Pour acheter dans l’une des douze principales villes du pays, un ménage devrait actuellement réunir près de *750 000 ₪ d’apport personnel*.

Cette barrière financière explique en partie la baisse du nombre de transactions. Près de *35 000 logements* avaient été vendus au premier trimestre 2022, contre seulement *21 500 au premier trimestre 2026*.

Le marché compte également environ *85 000 logements neufs invendus*, un niveau particulièrement élevé. Ce stock peut pousser certains promoteurs à accorder de meilleures conditions ou à consentir de véritables baisses de prix.

Il convient néanmoins d’être prudent face aux offres commerciales. Un report de paiement ou une formule 20/80 ne constitue pas nécessairement une réduction du prix. Le financement devra toujours être obtenu à l’échéance, parfois dans des conditions différentes de celles qui existaient lors de la signature.

*Le point essentiel :* une réduction du prix est utile, mais elle ne suffit pas. Le coût réel du projet dépend également du taux, de la durée, de l’apport disponible et de la structure complète du crédit.

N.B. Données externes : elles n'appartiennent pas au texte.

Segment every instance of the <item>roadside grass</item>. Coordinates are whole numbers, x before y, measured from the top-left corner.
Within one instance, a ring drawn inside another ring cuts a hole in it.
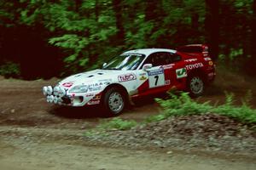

## L’analyse de Dr Judith Kahn

Le marché immobilier israélien traverse une période de transition.

D’un côté, plusieurs indicateurs s’améliorent : l’inflation ralentit, les taux ont commencé à diminuer et les acheteurs disposent de davantage de pouvoir de négociation.

De l’autre, les prix restent élevés, les apports personnels sont difficiles à réunir et un nombre croissant de ménages s’engagent sur des crédits très longs.

Dans ce contexte, il n’existe pas de réponse identique pour tout le monde. Attendre une nouvelle baisse de taux peut être pertinent pour certaines familles, mais une baisse des taux peut aussi ramener davantage d’acheteurs sur le marché et freiner la diminution des prix.

L’essentiel est donc de préparer son financement avant de signer : vérifier sa capacité de remboursement, obtenir un accord de principe, comparer les banques et construire un montage qui reste supportable même en cas d’évolution défavorable.

Un crédit immobilier ne doit pas seulement permettre d’acheter aujourd’hui. Il doit rester adapté à votre vie et à votre budget pendant de nombreuses années.

### À retenir ce mois-ci

*1,6 %*
Le taux annuel d’inflation en juin 2026.

*11 milliards de ₪*
Le volume des crédits immobiliers accordés au mois de juin.

*1,1 million de ₪*
Le montant moyen d’un nouveau crédit immobilier.

*27 ans*
La durée moyenne de remboursement, hors prêts ballon.

*47 %*
La proportion des crédits présentant simultanément un financement élevé et une mensualité supérieure à 30 % du revenu disponible.

*85 000 logements*
Le stock estimé de logements neufs invendus.